My man is about 45 minutes away on a good day so if I want to do this soon going back to see him is not an option. What would you do in this case?
Bless you all!

Graham Greenbag
05-12-2017, 11:51 AM
I have a metal rather than woodworking background but some of the principles applied are common and can produce a more that good enough functional result though maybe not perfection.

To put a radius edge on sheet metal I'd put a centre punch mark in it and use a pair of dividers to scribe an arc. I'd then cut and file metal away to just meet that arc. If the arc was so large a radius as for its centre to go off of my material then I'd clamp a scrap piece or two to it. For a (approximately) 12 foot radius I'd be clamping to the work bench or two work benches and then marking an arc with a (anchored) taught cord and scriber. I'd then form the radius on the workpiece by cutting and filing metal away to match the marked arc.
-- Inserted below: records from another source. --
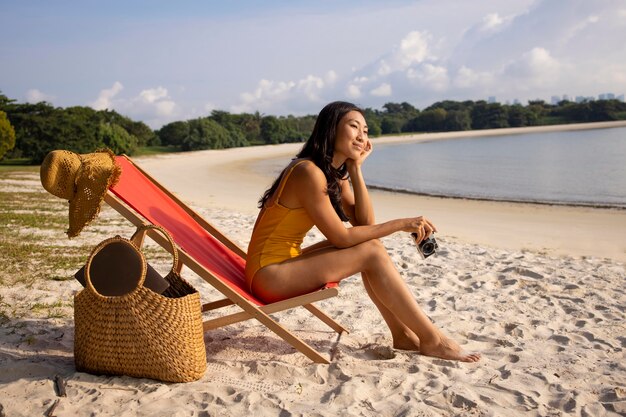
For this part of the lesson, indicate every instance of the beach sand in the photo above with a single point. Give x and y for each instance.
(538, 289)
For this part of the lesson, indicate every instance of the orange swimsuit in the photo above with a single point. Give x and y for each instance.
(278, 234)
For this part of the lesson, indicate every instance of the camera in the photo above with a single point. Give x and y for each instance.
(427, 246)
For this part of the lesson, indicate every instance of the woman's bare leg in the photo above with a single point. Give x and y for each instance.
(403, 337)
(314, 269)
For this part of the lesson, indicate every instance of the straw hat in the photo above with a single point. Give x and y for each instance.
(83, 180)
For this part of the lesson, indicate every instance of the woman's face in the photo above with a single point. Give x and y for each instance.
(351, 137)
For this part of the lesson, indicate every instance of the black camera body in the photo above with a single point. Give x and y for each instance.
(426, 247)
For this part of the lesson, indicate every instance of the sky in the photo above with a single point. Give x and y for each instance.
(159, 61)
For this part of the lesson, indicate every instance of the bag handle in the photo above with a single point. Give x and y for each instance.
(117, 239)
(138, 238)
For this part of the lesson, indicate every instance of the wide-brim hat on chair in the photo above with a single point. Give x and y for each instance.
(83, 180)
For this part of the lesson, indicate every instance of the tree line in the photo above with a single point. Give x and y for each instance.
(29, 131)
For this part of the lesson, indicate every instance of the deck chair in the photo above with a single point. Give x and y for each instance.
(210, 254)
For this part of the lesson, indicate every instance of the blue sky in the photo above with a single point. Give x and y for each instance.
(161, 61)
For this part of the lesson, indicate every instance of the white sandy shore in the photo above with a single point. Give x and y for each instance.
(539, 290)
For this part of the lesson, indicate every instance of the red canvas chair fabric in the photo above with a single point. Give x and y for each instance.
(206, 251)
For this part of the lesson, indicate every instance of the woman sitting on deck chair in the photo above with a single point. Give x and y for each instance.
(314, 190)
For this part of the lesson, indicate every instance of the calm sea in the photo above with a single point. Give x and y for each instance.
(586, 167)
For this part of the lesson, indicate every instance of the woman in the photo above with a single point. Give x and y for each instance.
(314, 190)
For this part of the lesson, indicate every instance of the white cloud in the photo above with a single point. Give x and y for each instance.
(36, 96)
(353, 91)
(414, 47)
(152, 105)
(491, 22)
(383, 90)
(291, 96)
(152, 95)
(535, 64)
(429, 76)
(105, 98)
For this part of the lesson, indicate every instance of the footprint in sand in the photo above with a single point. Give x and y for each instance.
(523, 271)
(378, 353)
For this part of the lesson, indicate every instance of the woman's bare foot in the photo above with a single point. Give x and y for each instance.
(447, 349)
(406, 342)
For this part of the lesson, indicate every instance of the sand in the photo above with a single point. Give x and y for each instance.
(539, 290)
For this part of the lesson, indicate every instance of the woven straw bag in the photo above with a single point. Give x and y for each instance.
(140, 333)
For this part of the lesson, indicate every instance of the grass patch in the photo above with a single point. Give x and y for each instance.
(18, 163)
(156, 150)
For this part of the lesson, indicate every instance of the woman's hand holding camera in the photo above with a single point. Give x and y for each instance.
(421, 226)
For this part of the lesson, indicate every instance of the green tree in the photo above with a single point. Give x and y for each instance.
(272, 130)
(7, 135)
(116, 138)
(518, 116)
(489, 116)
(173, 134)
(205, 133)
(457, 120)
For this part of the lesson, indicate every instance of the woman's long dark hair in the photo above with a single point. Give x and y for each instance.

That method could be translated into woodwork easily enough. Use a chisel edge hard lead pencil to mark out with and planes and course sandpaper to cut away the excess wood. The result won't be perfect - a bit depends on your eyesight and skill - but it might well be near enough for your purposes. Worth a try?

printer2
05-12-2017, 01:16 PM
Once the glue is set it does not matter if you care the braces in or out of a dish.

Ken Franklin
05-14-2017, 12:12 AM
If you plan on making more ukuleles then you might want to purchase or make a dish for your backs. When carving I find it nice to have support under the entire length of the brace. Also the back can be cracked by holding it down when carving if you're not careful.

Michael N.
05-14-2017, 01:11 AM
You stick something under the back, that takes up some of the gap. It only needs to be a little bit wider than the brace itself. A bit of thin wood, plastic, anything. Put it under the end of each and every brace, just don't go at the braces like a demented Ukulele builder. Simple, no need to complicate matters. It will be fine.

Beau Hannam Ukuleles
05-19-2017, 10:46 AM
I've always carved on a yoga type matt, or flat table. If i was richer id get a dish just for carving

ukatee
05-20-2017, 01:50 AM
Get a fairly shallow box a bit larger than the back, fill it with fine wood shavings and press down to make a 'nest' to fit, and cover with some thin cloth to protect against any scratches. This will give the back enough support to carve the braces.